Par Dominique B. le mercredi 4 août 2021
Catégorie: Textes d'ateliers

Absence

Quelques notes de musique et je suis morte.

Qui pourrait le croire ?

Quelques notes de musique seulement ?

Impossible ! Si, si croyez-moi !

Je marchais au hasard des rues, sans défense.

La douceur matinale promettait déjà la chaleur de la journée à venir.

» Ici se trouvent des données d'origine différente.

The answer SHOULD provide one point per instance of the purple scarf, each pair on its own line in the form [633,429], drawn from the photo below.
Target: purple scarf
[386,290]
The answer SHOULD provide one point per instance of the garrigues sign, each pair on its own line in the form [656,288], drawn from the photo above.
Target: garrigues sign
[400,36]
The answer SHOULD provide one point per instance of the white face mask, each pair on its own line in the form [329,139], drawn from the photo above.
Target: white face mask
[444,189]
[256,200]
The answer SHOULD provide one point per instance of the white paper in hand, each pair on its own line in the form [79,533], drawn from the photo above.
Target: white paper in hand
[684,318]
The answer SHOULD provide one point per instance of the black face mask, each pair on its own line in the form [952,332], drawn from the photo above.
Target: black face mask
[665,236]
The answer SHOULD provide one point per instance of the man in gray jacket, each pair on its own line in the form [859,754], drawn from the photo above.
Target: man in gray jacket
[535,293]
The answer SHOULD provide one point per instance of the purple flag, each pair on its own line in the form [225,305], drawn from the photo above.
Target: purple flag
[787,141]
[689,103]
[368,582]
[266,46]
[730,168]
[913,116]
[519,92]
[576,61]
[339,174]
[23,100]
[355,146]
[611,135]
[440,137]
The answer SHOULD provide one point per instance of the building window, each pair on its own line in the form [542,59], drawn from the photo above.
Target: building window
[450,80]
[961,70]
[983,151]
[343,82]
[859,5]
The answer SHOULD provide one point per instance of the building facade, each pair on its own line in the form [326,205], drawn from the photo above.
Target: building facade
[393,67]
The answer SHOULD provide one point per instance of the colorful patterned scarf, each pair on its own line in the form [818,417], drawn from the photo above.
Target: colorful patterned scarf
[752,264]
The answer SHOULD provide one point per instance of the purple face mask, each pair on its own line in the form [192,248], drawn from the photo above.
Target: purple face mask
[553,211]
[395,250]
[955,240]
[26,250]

Depuis des jours, des semaines, des mois, j'étais un soldat au front d'une épuisante guerre intime.

Chaque jour, redouter l'assaut des souvenirs.

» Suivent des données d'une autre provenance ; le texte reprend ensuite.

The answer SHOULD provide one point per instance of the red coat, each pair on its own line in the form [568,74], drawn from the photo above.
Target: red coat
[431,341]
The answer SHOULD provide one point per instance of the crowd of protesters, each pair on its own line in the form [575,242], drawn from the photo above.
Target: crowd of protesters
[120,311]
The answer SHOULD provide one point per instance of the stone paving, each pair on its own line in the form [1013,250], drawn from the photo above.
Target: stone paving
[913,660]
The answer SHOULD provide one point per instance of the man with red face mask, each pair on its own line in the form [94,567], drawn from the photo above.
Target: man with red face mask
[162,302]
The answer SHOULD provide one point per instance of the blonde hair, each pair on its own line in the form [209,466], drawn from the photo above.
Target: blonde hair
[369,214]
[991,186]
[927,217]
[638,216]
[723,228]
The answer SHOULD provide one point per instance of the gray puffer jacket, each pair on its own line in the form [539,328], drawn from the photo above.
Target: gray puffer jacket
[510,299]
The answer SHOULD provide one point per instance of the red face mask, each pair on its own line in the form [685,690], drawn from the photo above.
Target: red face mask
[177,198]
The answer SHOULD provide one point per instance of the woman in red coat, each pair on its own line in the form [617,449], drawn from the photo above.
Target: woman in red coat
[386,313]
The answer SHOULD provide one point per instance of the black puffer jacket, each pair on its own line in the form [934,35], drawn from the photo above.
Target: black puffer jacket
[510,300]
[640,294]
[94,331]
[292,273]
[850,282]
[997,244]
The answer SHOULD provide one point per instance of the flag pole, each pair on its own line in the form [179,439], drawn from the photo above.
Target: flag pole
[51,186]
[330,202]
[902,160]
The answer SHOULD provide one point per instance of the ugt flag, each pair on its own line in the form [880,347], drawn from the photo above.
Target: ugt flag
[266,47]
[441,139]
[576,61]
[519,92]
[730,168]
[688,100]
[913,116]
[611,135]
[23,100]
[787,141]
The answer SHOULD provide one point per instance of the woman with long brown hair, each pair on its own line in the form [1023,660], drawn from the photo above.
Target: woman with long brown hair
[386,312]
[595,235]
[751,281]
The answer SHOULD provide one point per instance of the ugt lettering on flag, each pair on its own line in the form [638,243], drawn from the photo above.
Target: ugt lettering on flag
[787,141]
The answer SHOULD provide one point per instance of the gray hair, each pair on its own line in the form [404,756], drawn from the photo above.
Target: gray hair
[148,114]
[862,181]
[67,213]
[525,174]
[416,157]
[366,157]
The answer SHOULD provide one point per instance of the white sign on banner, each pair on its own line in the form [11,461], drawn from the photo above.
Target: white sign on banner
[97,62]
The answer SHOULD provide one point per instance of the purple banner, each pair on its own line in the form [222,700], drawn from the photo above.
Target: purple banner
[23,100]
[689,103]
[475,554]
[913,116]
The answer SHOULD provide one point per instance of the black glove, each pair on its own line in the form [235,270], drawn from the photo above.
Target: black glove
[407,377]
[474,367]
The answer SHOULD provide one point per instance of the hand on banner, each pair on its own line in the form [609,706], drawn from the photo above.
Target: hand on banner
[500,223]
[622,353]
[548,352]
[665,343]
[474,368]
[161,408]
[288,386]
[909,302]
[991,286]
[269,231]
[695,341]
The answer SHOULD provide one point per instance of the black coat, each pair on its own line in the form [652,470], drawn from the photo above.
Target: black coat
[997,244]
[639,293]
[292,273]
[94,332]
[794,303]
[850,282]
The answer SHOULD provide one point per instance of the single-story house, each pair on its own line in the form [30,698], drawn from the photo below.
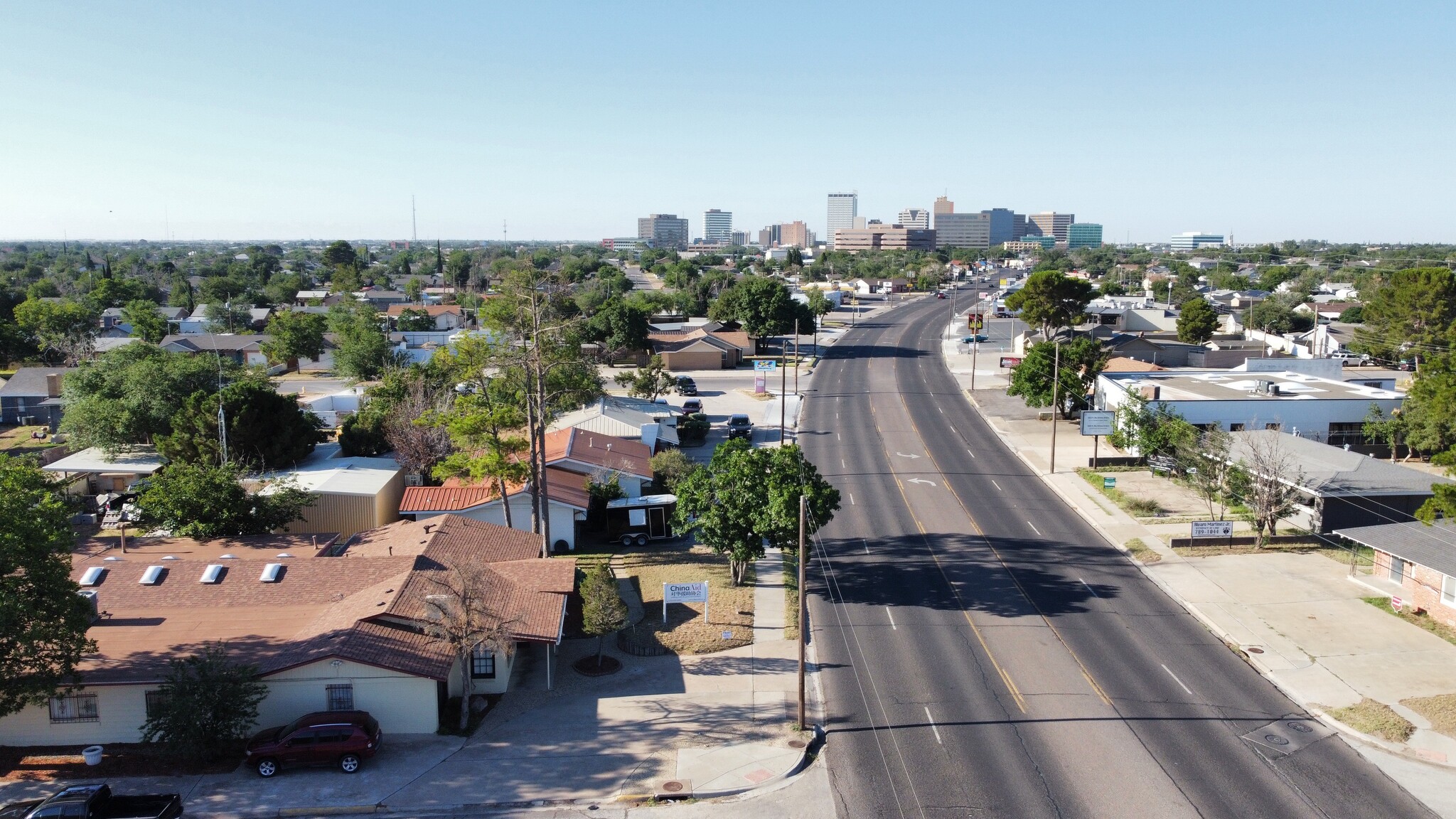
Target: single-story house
[351,494]
[596,455]
[1417,562]
[1340,488]
[567,500]
[446,316]
[343,630]
[615,417]
[33,395]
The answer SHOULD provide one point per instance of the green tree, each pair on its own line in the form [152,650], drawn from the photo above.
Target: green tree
[43,619]
[1076,368]
[144,319]
[361,348]
[294,336]
[650,382]
[204,703]
[127,395]
[1051,301]
[1197,321]
[63,328]
[207,502]
[601,608]
[747,496]
[265,430]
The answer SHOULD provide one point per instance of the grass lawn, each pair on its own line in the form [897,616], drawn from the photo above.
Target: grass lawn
[1375,719]
[1139,550]
[1440,710]
[686,631]
[1135,506]
[1421,620]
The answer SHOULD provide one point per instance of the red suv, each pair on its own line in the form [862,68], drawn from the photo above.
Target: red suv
[326,738]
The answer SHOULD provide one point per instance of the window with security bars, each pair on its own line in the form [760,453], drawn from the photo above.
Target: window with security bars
[482,663]
[75,709]
[341,697]
[155,701]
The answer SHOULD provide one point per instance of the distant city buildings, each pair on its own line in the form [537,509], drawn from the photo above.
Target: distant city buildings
[1050,223]
[915,218]
[842,212]
[1193,241]
[875,237]
[717,226]
[663,230]
[1083,235]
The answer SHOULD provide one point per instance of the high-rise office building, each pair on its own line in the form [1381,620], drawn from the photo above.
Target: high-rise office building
[1083,235]
[963,230]
[915,218]
[664,230]
[717,226]
[1004,225]
[1194,240]
[842,212]
[1050,223]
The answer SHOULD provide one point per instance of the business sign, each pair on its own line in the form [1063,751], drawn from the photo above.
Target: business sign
[685,594]
[1098,422]
[1211,530]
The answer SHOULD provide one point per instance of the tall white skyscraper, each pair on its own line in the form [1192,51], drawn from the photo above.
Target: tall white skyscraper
[842,212]
[915,218]
[717,226]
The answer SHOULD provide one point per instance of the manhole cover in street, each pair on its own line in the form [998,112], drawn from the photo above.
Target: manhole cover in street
[1289,737]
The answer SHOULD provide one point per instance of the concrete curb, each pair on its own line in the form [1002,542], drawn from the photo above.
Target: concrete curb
[1406,752]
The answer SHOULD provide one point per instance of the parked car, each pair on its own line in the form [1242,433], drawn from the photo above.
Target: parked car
[97,802]
[740,427]
[323,738]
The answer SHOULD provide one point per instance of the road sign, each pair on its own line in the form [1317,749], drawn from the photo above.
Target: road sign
[1097,422]
[685,594]
[1211,530]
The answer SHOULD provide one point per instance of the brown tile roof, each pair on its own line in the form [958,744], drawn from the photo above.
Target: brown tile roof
[596,451]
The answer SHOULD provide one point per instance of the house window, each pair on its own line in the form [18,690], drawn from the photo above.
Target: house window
[482,663]
[75,709]
[155,701]
[341,697]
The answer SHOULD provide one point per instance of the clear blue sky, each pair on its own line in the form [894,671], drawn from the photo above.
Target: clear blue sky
[306,120]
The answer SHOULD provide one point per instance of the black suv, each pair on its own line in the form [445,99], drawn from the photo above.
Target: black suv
[740,427]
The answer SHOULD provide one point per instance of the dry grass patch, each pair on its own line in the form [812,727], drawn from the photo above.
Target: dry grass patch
[1375,719]
[1142,551]
[1440,710]
[686,631]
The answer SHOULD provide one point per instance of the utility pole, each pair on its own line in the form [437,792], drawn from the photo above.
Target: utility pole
[1056,373]
[804,606]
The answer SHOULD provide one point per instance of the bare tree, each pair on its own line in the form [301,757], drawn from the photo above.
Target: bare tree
[1271,480]
[418,445]
[461,616]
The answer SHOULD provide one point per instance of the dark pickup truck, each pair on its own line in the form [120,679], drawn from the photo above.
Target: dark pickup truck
[97,802]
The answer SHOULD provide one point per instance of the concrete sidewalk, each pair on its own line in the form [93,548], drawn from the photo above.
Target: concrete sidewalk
[1297,617]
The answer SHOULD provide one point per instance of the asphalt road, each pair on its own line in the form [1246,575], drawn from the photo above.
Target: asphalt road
[987,653]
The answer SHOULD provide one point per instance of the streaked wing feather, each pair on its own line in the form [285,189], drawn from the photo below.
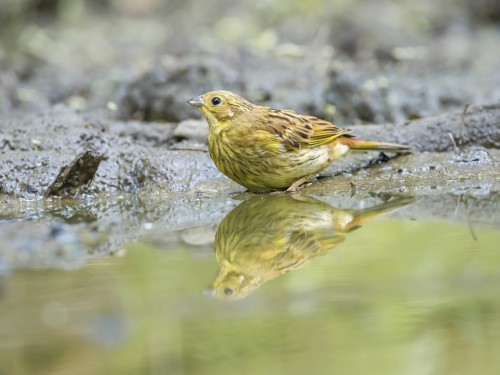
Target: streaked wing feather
[299,131]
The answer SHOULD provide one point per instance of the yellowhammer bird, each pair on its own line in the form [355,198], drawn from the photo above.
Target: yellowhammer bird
[267,149]
[267,236]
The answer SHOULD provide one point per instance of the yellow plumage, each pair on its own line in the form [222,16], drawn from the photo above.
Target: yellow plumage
[266,236]
[267,149]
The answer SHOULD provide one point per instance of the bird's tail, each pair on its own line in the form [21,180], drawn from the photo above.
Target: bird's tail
[360,145]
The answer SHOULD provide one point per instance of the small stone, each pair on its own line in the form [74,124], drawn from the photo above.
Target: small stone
[192,129]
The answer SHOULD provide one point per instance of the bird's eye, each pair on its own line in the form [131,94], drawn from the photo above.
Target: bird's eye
[216,101]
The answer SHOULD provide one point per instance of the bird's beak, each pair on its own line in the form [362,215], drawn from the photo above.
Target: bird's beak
[196,102]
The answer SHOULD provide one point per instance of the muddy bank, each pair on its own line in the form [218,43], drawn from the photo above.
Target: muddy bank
[135,155]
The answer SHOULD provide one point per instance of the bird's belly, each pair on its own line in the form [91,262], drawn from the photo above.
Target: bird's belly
[260,169]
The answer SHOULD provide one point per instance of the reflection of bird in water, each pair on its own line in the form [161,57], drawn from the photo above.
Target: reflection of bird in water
[266,236]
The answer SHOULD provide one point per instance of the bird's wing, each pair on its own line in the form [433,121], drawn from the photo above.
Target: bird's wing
[300,131]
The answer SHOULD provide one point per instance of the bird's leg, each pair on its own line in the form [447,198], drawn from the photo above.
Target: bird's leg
[297,184]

Chaque jour, s'armer contre le chagrin.

Chaque jour, la mutilante absence.

Chaque jour au fond de la tranchée.

Étrangement tranchée de la part vivante de mon être…

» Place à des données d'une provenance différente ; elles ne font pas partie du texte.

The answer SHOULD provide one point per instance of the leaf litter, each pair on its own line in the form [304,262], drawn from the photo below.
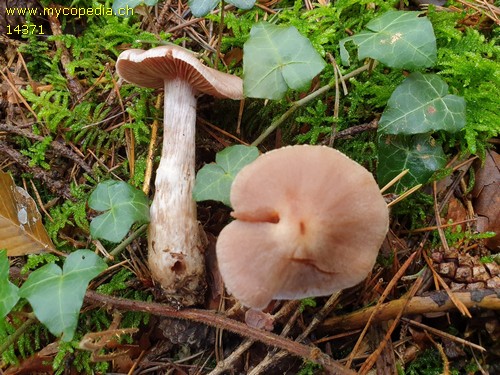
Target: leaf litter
[426,302]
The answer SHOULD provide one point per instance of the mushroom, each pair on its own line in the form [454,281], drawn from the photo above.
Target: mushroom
[309,222]
[175,250]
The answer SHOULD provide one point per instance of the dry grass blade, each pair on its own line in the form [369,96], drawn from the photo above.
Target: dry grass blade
[370,361]
[437,301]
[404,195]
[379,305]
[460,306]
[445,335]
[394,180]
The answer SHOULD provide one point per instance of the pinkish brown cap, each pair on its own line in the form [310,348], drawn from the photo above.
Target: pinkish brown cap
[152,67]
[309,222]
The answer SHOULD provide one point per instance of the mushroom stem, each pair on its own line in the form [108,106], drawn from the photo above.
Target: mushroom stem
[175,247]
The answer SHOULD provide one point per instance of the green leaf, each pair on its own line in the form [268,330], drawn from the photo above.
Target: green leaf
[421,104]
[277,58]
[419,153]
[397,39]
[57,295]
[213,181]
[201,8]
[123,204]
[8,291]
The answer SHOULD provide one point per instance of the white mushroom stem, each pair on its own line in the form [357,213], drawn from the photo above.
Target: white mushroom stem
[175,249]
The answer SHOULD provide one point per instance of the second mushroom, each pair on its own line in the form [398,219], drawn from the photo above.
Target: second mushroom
[175,249]
[309,222]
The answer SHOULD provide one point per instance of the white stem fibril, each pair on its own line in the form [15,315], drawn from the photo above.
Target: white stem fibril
[175,249]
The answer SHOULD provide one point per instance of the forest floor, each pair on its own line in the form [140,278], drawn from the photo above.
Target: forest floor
[67,122]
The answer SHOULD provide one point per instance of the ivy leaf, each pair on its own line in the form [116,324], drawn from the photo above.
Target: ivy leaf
[276,58]
[201,8]
[213,181]
[57,295]
[123,204]
[9,293]
[397,39]
[419,153]
[421,104]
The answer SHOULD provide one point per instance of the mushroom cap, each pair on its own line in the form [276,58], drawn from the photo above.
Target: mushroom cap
[152,67]
[309,222]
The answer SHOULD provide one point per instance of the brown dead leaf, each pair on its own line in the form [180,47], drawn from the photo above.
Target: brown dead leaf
[487,199]
[21,228]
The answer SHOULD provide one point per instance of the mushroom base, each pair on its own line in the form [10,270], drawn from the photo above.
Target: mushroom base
[175,248]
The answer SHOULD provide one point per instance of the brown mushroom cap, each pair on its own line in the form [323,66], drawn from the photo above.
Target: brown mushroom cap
[150,68]
[309,222]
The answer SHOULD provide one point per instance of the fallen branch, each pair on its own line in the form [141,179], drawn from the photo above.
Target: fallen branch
[213,319]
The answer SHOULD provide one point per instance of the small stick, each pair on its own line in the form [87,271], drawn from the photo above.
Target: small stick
[151,149]
[437,301]
[442,334]
[216,320]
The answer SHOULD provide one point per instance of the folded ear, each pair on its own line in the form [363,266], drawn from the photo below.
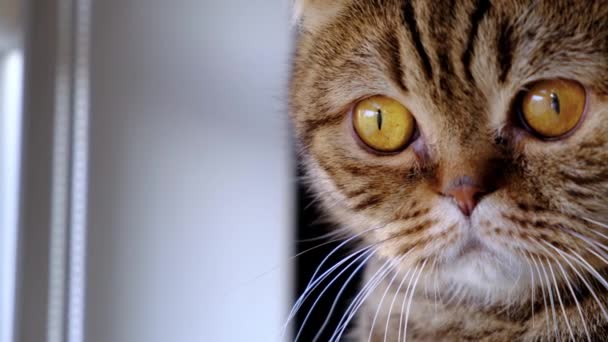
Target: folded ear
[312,14]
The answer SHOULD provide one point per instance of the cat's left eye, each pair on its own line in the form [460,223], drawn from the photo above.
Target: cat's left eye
[553,108]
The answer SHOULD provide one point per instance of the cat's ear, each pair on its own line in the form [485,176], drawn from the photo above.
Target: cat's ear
[312,14]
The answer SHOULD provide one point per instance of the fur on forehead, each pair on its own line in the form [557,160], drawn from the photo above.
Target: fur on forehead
[310,15]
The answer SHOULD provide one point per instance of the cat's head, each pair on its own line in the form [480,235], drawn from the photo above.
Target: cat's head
[469,136]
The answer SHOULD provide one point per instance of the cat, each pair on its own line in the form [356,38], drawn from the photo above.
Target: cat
[464,144]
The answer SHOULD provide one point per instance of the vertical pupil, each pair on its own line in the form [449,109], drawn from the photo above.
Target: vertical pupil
[555,103]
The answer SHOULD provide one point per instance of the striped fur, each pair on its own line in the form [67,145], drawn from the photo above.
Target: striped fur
[458,66]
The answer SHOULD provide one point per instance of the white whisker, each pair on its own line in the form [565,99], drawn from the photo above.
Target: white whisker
[409,304]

Retranchée en pays de solitude.

Mais ce matin, soudainement légère, je m'étais projetée dans les rues avec l'envie de m'y égarer. De tout mon corps je voulais constater l'arrêt des combats. L'ennemie avait reculé dans la nuit et mon soulagement ressemblait au bonheur. Je marchais vous dis-je, offerte au soleil, un drapeau blanc sur le cœur. Je retrouvais enfin ma liberté, ma vie.

Mais je suis passée devant ce café aux fenêtres béantes, et les notes ont jailli.

Soldats en embuscade, rageant d'avoir longtemps attendu leur heure.

Juste quelques notes de tango argentin.

Le gémissement du bandonéon qui souffle l'histoire des hommes sans femmes, l'exil, les trahisons.

La jalousie et la haine qui rendent fous.

Les meurtres au corps à corps.

Le sang et le désespoir.

Le rouge et le noir.

Ce tango là n'était pas un soldat anonyme.

Ce tango là c'était nos corps dans la danse. Il était notre espace, notre chambre, notre lit.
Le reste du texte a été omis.